All commits follow the Conventional Commits format:

type(scope): description
TypeWhen to use
featNew feature, component, section, or route
fixBug fix or correction
refactorCode restructuring with no behaviour change
styleCSS/visual changes, formatting, whitespace
docsDocumentation updates
choreTooling, config, dependencies, non-code maintenance
testAdding or updating tests

Use the most specific scope that applies. Scopes are platform-specific — the active agent defines appropriate scopes for the project type.

Theme projects: tokens, snippets, blocks, sections, templates, layout, locales, config, assets, docs

Hydrogen projects: components, routes, graphql, styles, sanity, lib, config, docs

Omit the scope if the change spans many areas.

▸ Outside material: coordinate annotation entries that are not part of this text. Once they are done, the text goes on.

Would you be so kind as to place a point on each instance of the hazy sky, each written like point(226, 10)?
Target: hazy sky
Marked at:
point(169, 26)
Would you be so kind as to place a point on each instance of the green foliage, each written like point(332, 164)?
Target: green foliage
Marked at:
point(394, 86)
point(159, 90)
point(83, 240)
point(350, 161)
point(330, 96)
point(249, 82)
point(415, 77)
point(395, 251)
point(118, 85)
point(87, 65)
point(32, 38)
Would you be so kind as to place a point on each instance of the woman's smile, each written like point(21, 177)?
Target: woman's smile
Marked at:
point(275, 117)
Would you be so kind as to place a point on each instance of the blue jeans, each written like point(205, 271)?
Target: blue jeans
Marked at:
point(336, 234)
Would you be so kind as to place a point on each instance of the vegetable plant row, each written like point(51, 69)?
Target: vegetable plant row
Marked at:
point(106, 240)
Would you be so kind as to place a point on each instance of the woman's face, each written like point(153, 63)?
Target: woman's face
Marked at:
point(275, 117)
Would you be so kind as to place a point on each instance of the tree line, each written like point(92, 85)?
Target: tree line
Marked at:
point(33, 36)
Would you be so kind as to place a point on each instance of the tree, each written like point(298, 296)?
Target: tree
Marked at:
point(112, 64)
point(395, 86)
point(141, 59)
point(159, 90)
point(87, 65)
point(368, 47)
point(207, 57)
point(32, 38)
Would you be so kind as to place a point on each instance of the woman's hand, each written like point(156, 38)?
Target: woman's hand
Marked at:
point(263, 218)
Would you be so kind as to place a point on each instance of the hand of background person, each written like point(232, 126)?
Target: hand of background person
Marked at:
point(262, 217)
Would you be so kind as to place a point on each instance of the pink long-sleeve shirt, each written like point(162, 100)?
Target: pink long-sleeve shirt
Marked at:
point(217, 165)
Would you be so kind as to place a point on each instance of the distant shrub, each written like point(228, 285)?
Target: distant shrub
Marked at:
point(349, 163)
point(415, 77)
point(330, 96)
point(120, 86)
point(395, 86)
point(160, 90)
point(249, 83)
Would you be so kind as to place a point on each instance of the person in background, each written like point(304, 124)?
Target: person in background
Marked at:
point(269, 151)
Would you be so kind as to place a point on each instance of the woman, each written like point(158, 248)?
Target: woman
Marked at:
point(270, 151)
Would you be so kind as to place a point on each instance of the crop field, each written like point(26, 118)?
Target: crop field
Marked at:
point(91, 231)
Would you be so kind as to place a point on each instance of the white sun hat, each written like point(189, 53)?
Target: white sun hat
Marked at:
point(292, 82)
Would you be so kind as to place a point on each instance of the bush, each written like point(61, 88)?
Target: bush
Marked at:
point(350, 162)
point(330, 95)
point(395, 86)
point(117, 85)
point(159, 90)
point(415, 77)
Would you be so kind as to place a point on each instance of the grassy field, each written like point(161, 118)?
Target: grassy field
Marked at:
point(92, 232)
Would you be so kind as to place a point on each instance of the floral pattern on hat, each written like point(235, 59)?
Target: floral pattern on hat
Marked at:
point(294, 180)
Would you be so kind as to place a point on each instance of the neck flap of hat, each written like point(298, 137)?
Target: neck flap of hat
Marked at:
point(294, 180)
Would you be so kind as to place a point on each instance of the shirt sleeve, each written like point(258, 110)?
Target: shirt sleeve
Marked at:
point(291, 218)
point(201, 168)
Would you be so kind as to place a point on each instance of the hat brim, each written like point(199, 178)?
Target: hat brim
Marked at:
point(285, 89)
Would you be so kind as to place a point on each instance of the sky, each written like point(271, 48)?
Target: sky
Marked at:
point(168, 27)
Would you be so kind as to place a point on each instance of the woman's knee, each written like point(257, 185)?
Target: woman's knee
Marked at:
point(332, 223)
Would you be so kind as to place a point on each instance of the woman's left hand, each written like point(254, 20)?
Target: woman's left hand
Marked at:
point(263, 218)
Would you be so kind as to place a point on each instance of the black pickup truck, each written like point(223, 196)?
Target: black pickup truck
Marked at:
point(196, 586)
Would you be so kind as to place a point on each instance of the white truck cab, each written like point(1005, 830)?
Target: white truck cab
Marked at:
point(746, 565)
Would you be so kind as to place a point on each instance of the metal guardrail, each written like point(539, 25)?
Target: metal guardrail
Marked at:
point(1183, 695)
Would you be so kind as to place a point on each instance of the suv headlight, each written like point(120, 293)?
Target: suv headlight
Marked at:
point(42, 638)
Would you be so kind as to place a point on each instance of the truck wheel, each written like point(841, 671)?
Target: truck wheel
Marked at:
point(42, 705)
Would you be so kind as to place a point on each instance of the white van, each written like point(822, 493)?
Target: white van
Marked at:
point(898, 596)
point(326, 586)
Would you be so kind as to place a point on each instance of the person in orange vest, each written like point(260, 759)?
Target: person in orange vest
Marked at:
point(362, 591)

  • Lowercase description, imperative mood (“add”, “fix”, “update” — not “added”, “fixes”)
  • Under 72 characters for the subject line
  • Focus on why the change was made, not what files were touched
  • Add a body (blank line after subject) only when non-obvious
feat(sections): add hero banner section with video background
fix(components): correct price formatting for multi-currency
style(tokens): update brand colour values from Figma refresh
refactor(routes): extract cart logic into shared loader
docs: update CONVENTIONS.md with new component APIs
chore: update dependencies via maintenance command
  • Never commit directly to main. Always work on a feature branch.
  • Branch naming: feature/description, fix/description, chore/description
  • Keep branches focused — one feature or fix per branch

The /commit command automates the commit workflow:

commit

It reviews your changes, determines the correct type and scope, drafts the message following these conventions, and presents it for approval before committing. It is automatically suggested after commands that produce file changes.